Citi, other global financial firms step up expansion in Chinese market in 'vote of confidence'
US-based Citigroup Inc plans to launch a wholly owned investment banking unit in China by the end of 2024, according to Reuters, adding to an increasing number of global financial institutions that are actively expanding their presence in the Chinese market.
While some foreign media outlets and institutions continue to paint a grim picture of the Chinese market's outlook, global investors' concrete business plans in China are a "vote of confidence" in its economic prospects, Chinese analysts said on Friday, noting that continuous financial opening-up and an improving business environment offer greater opportunities for global businesses.
Citing an unnamed source, Reuters reported on Thursday that Citigroup aims to launch a wholly owned China investment unit by the end of 2024 and hire about 30 employees. The unit, which will focus on the Chinese capital market, could hire nearly 100 people in the coming years, including local hires and transfers from Hong Kong and other markets, according to Reuters.
Reached by the Global Times on Friday about the report, Citi China referred to a New Year's message from Christine Lam, CEO of Citi China, in which she talked about Citi's long history and extensive presence in the Chinese market.
"The Chinese market is extremely important in Citigroup's global strategy," Lam said in the message posted on the company's WeChat account, pointing to two trips made by Jane Fraser, CEO of Citigroup, to China in 2023.
"In this market full of opportunities, Citi will remain committed to providing excellent cross-border services to corporate and institutional clients," Lam said. "At the same time, we will continue to help foreign-funded institutions participate in China's ever-opening market and share the new opportunities brought by China's opening-up and development."
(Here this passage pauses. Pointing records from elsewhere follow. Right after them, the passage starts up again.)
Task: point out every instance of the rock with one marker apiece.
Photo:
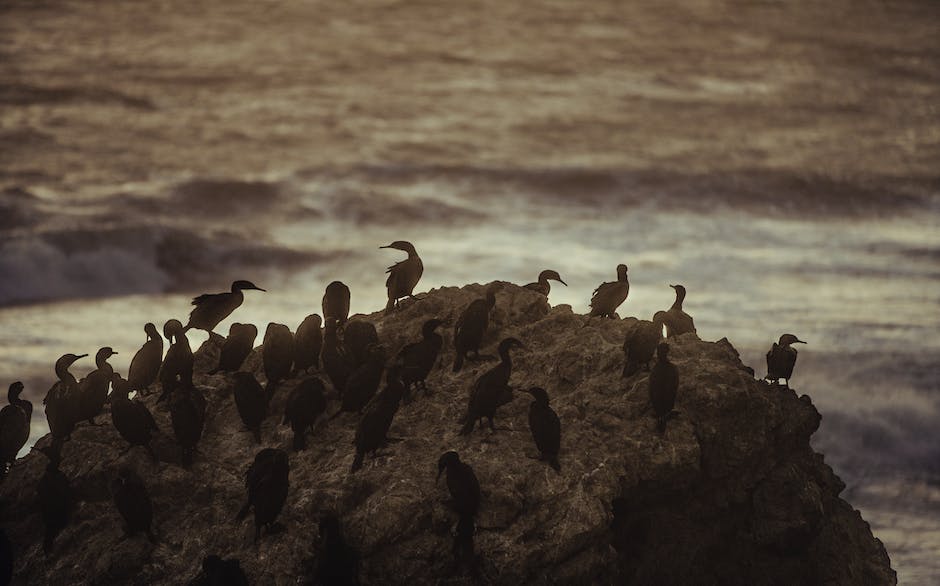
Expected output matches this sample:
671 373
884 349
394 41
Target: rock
732 493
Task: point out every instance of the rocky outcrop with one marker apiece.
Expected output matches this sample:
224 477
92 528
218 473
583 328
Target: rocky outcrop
732 493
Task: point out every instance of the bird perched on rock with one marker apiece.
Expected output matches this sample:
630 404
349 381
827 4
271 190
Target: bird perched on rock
14 426
145 366
403 275
491 390
418 358
212 308
267 483
307 343
545 427
471 326
133 503
236 348
305 403
781 359
542 285
608 296
664 383
132 419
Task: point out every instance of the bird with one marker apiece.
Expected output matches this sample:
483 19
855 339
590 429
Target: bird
93 389
336 302
177 366
471 326
677 321
305 403
211 308
545 427
608 296
639 345
781 359
542 285
277 354
337 561
307 343
267 483
133 503
62 400
372 431
236 348
251 401
14 426
56 499
664 383
418 358
491 390
145 366
132 419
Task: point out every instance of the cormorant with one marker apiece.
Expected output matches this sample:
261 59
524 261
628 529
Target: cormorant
236 348
377 419
664 382
94 387
781 358
252 402
418 358
145 366
640 344
542 286
305 403
335 362
491 390
14 426
267 482
212 308
55 498
545 427
307 343
677 321
608 296
277 354
337 561
133 502
336 302
177 366
62 400
471 326
132 419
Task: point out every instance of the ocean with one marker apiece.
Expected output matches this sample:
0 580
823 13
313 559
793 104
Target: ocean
778 159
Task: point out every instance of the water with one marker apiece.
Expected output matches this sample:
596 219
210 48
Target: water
779 160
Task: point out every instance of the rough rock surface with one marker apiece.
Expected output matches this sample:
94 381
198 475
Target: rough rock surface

Reports of Citi's plans for the Chinese market came just two days after Chinese regulators approved US-based AllianceBernstein Holding LP's application for a license to run its wholly owned mutual fund business in China.
Following the approval, "AllianceBernstein will provide Chinese investors with domestic investment products and solutions, and help tap investment opportunities in China's local market," the company said in a statement sent to the Global Times on Tuesday.
The plans by Citi and AllianceBernstein are latest examples of the growing number of foreign financial institutions that are expanding in the Chinese market, which shows their confidence in the Chinese economy amid continuous opening-up and an improving business environment, analysts said.
"It is mostly foreign media outlets and so-called analysts who are smearing the Chinese economy because of bias and political and other motives, but for businesses that are seeking opportunities and profits, they are obviously optimistic about China's economic prospects," Li Yong, a senior research fellow at the China Association of International Trade, told the Global Times.
Li said that China's continued financial opening-up measures and efforts to improve the business environment, including through institutional opening-up, have made "tangible progress," which explains the growing expansion by foreign businesses in the Chinese market.
"Also, importantly, Chinese officials of all levels pay great attention to foreign businesses and they often hold talks with foreign executives to not just hear about the problems they face but actually solve them," Li said.
During her visit to China in June, Fraser met with several Chinese regulators and clients. During a meeting with Li Yunze, head of the National Financial Regulatory Administration (NFRA), Fraser expressed confidence in China's economic and financial development and Citi will continue to expand in the Chinese market, according to an NFRA statement.
In October, Citigroup was one of several global financial institutions that raised China's 2023 economic growth forecast. Citi expected China's GDP growth to reach 5.3 percent in 2023 up from its earlier forecast of 5 percent.
Chinese regulators have also stepped up efforts to expand market access for overseas financial institutions. In December 2023, the China Securities Regulatory Commission approved six overseas institutional investors' qualifications to conduct businesses in the Chinese market, bringing the total to 81 in 2023.
China's Central Financial Work Conference in October, a crucial meeting that sets financial work priorities for the coming years, called for efforts to promote high-level financial opening-up. Specifically, the meeting called for the steady expansion of institutional opening-up in the financial sector, improved cross-border investment and financing facilitation, and more foreign financial institutions and long-term capital to expand and conduct businesses in China.
"There is a growing number of reasons that more foreign capital will flow into China's capital market in 2024," Yang Delong, chief economist at Shenzhen-based First Seafront Fund Management Co, told the Global Times on Friday, noting that China's economic recovery is expected to speed up, while the US is entering a cycle of rate cuts which will pressure financial markets.